Los dos bajaron por el camino de la peña, el uno en su mula chiquita y cabezona y el otro a pie: ambos mudos y preocupados. Ahora sí, de verdad, les parecía que el mundo ya no era el de antes, ni el sol brillaba como siempre, ni las gentes tenían la misma cara. Sobre todo el horizonte se presentaba oscuro para don Floro Dueñas, quien después de trabajar cuarenta años había logrado pasar de simple peón de estribo de los patrones viejos a hombre de confianza de don Ramírez, y de jornalero que comía su mazamorra en el patio de los peones a aspirante a propietario en la vega. Antes usaba corrosca y andaba descalzo, y ahora gastaba sombrero de fieltro y los domingos se ponía botines. Soñaba con establecer un negocio de intercambio de mercancías con Cúcuta, y tenía palabreada la compra de un camión a plazos. A un hijo que tenía, no de misiá Silvestra sino de una antigua amante que era tendera en Capitanejo, lo estaba educando en un colegio de la capital, y el muchacho saldría pronto de bachiller y lo metería a la universidad para que fuera doctor. Quién sabe si llegaría a alcalde, y a diputado, y a todas esas cosas que él ya no sería nunca porque los sesenta años lo sorprendieron sin aprender a leer. El cambio de régimen político le cerraba a su hijo las puertas de Soatá y los caminos de la administración pública. Don Floro otra vez había quedado reducido a las modestas proporciones de un campesino a quien los caciques no reconocen. El alcalde no fallaría a su favor las demandas, como antes ocurría; ni volvería a comer cabrito en la vega con los señores del pueblo. Otros mandaban en el municipio, y para ellos don Floro Dueñas no era sino «el indio ese que encabezaba a los liberales de la vega, como teniente de don Ramírez». Lo peor era que debía todavía mucho dinero en el banco y no había acabado de comprar su arriendo, de manera que el nuevo régimen lo sorprendía sin escrituras y sin plata.
Para Siervo la situación era distinta, aunque no risueña. Temía que dieran en rebullir otra vez el juicio por el crimen del Atanasia, según lo anunció el alcalde. Sabía que en adelante las autoridades lo tratarían sin contemplaciones, como a los molineros cuando mandaban los liberales. Se les cerraría para siempre el crédito en el banco, que para decir verdad jamás tuvo abierto cuando el gerente era «de los mismos». La diferencia consistía en que si don Floro se caía de la mula y se rompía la crisma, él sólo se podría ir de bruces pues siempre había estado a ras de tierra. Esta lo preocupaba, porque no podría ser suya sino Dios sabe cuando, en el caso totalmente ilusorio de que don Ramírez cambiara de humor y le perdonara la deuda de los jornales, y el gerente se compadeciera de él y le prestara el dinero, y los conservadores de Soatá destruyeran uno por uno a todos sus vecinos y en cambio lo respetaran a él y le permitieran trabajar tranquilo en la vega. En fin, que a Siervo ya sólo le restaba la ilusión del milagro: pero le parecía que hasta Nuestra Señora de Chiquinquirá se había vuelto goda…
En su próxima visita a Soatá, a donde tendría que ir cada ocho días según la orden del alcalde, le llevaría dos pesos al señor cura para que dijera una misa por la intención de que se cayeran los godos.

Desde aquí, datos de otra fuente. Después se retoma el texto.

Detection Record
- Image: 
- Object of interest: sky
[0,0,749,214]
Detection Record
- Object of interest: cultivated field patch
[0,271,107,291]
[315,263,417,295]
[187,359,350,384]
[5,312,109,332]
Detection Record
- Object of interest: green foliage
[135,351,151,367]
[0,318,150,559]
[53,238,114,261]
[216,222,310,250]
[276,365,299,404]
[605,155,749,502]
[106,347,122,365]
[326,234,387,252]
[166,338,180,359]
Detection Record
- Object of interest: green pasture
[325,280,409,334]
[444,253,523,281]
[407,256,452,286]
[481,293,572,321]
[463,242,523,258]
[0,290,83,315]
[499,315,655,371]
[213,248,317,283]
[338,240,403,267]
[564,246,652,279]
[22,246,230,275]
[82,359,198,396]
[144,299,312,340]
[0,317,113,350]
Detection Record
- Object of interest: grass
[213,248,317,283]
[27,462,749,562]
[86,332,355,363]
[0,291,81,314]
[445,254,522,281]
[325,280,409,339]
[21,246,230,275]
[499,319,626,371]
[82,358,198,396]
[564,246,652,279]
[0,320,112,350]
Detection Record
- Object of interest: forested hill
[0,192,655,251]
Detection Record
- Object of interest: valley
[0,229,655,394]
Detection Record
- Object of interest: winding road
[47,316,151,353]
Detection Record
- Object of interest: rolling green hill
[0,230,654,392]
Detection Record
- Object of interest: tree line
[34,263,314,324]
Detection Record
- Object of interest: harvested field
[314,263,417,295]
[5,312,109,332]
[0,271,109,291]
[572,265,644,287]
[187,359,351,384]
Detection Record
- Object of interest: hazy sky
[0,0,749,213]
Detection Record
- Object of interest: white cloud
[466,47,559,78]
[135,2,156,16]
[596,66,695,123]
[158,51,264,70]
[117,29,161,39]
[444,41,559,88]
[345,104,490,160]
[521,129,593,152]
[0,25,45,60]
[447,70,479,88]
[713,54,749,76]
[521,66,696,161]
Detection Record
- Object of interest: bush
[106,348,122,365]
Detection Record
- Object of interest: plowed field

Sucedía que a medida que cavilaba en su mala suerte, trotando a la baticola de la mula de don Floro Dueñas, sus pensamientos se desplazaban al terreno político. En los conservadores, como en cabeza de turco, localizaba y personalizaba todas sus desgracias. Ellos eran los responsables de su crimen, porque uno de ellos se le puso por delante cuando dormía la borrachera en la tienda de la comadre María. Ellos eran quienes le negaban el préstamo en el banco. Por ellos es taba condenado a trabajar como un negro, siendo indio. Ellos le ponían el humor de todos los diablos a don Ramírez y no le dejaban sentir una pizquita de compasión por el Siervo. Ellos…
Floro, que iba adelante, con las riendas bien levantadas para que la mula no se fuera de bruces en la pendiente, mascullaba de vez en cuando:
—¡Malditos godos!
Siervo, que iba a la retaguardia, se santiguaba y decía:
—¡Ave María Purísima! ¡Santa Rita permita que se mueran todos de peste!
Cuando llegaron al rancho, Tránsito le dijo:
—¡Y eso qué pasó, mano Siervo, que los dos volvieron con cara de desenterrados!
—Las vainas nunca vienen solas, mana Tránsito. Ahora pasó que el alcalde nos quitó las cédulas.